Ulrich Hackenberg, who was head of Audi’s R&D operations, and responsible for a wide range of operations at the parent company has resigned.

One of the reasons Volkswagen is now the world’s second-largest automaker is the broad array of brands and divisions it operates. But a new report warns the empire could be at risk of coming undone in the wake of the maker’s ongoing scandal over diesel emissions testing.

To help secure a $21 billion credit line that may be needed to help cover fines and other costs, Volkswagen AG has pledged it will, if necessary, sell off some of its assets, according to a report by the Reuters news service, which quotes “two people familiar with the matter.”

Separately, the scandal continues to shake up senior management at the carmaker. Its Audi brand has named a new chairman, while the former Audi R&D chief has resigned after being suspended for his suspected role in the subterfuge.

In September, the U.S. Environmental Protection Agency accused Volkswagen of installing a so-called “defeat device” on 482,000 vehicles sold in the U.S. so it could pass diesel emissions tests. Otherwise, those models would produce up to 40 times the allowable level of smog-causing oxides of nitrogen. VW officials shortly after acknowledged installing the suspect software in 11 million vehicles sold worldwide.

And after initially denying an additional charge by the EPA, VW has since admitted cheating on emissions with its bigger 3.0-liter diesel, as well as the smaller 2.0-liter TDI engine.

(Reality setting for Volkswagen sales and it’s not looking very good. For more, Click Here.)

The scandal has seen criminal investigations launched in the United States and Germany, while federal judges in the U.S. are this week deciding how to handle at least 350 civil lawsuits filed against the maker. Meanwhile, VW could face more than $18 billion in penalties just for violating the Clean Air Act here, and more fines abroad.

While the final price tag could take a year or more to determine – industry analysts have suggested numbers ranging from $10 billion to more than $50 billion – VW has set aside more than $7 billion and this week lined up a 20 billion euro bridge loan from 13 European banks.

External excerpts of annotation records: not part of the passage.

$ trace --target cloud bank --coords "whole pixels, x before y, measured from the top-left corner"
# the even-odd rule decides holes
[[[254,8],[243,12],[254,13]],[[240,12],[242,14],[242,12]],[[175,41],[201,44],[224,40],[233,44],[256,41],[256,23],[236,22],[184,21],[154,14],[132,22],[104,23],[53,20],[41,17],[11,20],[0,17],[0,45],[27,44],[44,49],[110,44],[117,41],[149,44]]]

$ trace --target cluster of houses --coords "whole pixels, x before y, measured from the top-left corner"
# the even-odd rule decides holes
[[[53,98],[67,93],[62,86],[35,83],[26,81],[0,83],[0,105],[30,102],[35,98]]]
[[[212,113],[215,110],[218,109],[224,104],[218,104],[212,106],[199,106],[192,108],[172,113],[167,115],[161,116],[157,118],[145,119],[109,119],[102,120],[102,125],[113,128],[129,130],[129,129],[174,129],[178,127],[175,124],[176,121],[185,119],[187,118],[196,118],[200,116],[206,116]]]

According to the Reuters’ report, VW pledged to sell or list an equal amount of assets should it find itself unable to cover the cost of the one-year credit line. The maker has not yet responded to a request for comment from TheDetroitBureau.com.

What assets could be on the line remains unclear, and it’s unlikely key operations such as the Audi division would be immediately at risk. Some suggest VW could first turn to smaller units, such as non-truck parts operations at the MAN division.

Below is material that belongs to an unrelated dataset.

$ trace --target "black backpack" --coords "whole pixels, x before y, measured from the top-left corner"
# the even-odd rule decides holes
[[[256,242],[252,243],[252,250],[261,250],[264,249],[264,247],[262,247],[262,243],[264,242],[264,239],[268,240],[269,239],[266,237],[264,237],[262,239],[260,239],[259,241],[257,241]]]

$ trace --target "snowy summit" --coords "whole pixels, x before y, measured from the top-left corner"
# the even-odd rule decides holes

All together, VW now operates more than a dozen different automotive and truck brands, from entry-level Seat and Skoda to super-premium Bentley, Bugatti and Lamborghini. Together, they are expected to generate sales of more than 10 million passenger cars and light trucks worldwide this year, making VWAG second only to Toyota in total volume.

(For more on Volkswagen’s planned spending cuts, Click Here.)

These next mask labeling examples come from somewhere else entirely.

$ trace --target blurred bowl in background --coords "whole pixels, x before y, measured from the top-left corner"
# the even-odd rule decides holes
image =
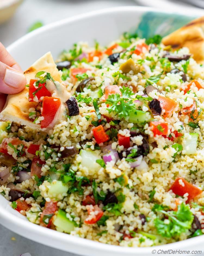
[[[14,14],[23,0],[0,0],[0,24],[8,20]]]

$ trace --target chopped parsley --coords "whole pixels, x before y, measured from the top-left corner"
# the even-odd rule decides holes
[[[178,207],[177,211],[159,211],[164,214],[164,217],[162,219],[157,218],[154,222],[157,233],[162,236],[169,238],[178,237],[191,228],[194,217],[189,205],[182,202]],[[168,223],[165,221],[165,216],[168,217]]]
[[[198,124],[194,123],[193,122],[189,122],[188,124],[188,125],[194,129],[195,129],[196,128],[199,128],[199,127]]]
[[[99,109],[97,103],[97,100],[96,99],[94,99],[93,101],[93,104],[94,105],[95,111],[96,111],[96,115],[98,120],[101,119],[101,115],[99,112]]]
[[[76,75],[75,77],[79,81],[81,81],[86,78],[88,78],[88,76],[86,73],[84,73],[84,74],[78,74]]]
[[[97,163],[100,164],[102,167],[105,168],[106,164],[105,162],[102,159],[98,159],[96,161]]]
[[[16,209],[17,209],[17,203],[15,201],[13,201],[11,203],[11,207],[12,207],[12,208],[13,209],[14,209],[14,210],[15,210]]]
[[[147,39],[146,42],[147,45],[150,43],[155,43],[156,45],[159,45],[162,41],[162,37],[160,35],[155,35],[152,37],[149,37]]]
[[[180,145],[178,143],[176,143],[172,145],[171,146],[173,148],[175,149],[176,151],[175,153],[174,153],[173,157],[175,158],[177,155],[178,153],[181,151],[182,151],[183,149],[183,146],[182,145]]]
[[[116,77],[118,76],[118,79],[119,78],[122,78],[123,79],[126,79],[128,81],[131,80],[131,79],[130,77],[128,77],[128,76],[126,76],[123,75],[122,74],[120,73],[119,70],[115,72],[112,75],[113,77]]]
[[[146,85],[152,85],[153,84],[156,84],[161,78],[161,76],[163,73],[163,71],[157,76],[151,76],[149,78],[146,79]]]
[[[117,114],[119,117],[125,118],[135,109],[133,99],[130,99],[134,93],[130,88],[124,86],[120,90],[121,96],[119,93],[111,94],[105,103],[109,105],[107,108],[109,113],[113,112]]]

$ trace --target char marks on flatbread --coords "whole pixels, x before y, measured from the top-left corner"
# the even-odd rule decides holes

While VW’s financial situation is shaky right now, the company is also dealing with some serious personnel issues, a number of senior managers hit by the scandal. Martin Winterkorn was forced out in late September as chairman of the parent company and subsequently resigned a number of other assignments, including his post as chairman of Audi.

Matthias Mueller, who took Winterkorn’s place as corporate chief executive now takes the empty Audi spot, too.

Meanwhile, Ulrich Hackenberg, who was head of Audi’s R&D operations, and responsible for a wide range of operations at the parent company, as well, has resigned. Hackenberg had been suspended shortly after the diesel emissions scandal broke.

He will be replaced as Audi research chief by Stefan Knirsch, head of engine operations.

While VW – the brand – has been hard hit by the diesel scandal, U.S. sales plunging last month – Audi has largely escaped any public impact. But it uses both of the suspect engines in several models, including the little A3 TDI and the big Q5 TDI.

(For more on the move to consolidate the many VW lawsuits, Click Here.)

It has been running its own investigation into the software subterfuge, Audi Deputy Chairman Berthold Huber today saying “the investigation is making progress,” adding that this “is a necessary and good sign.”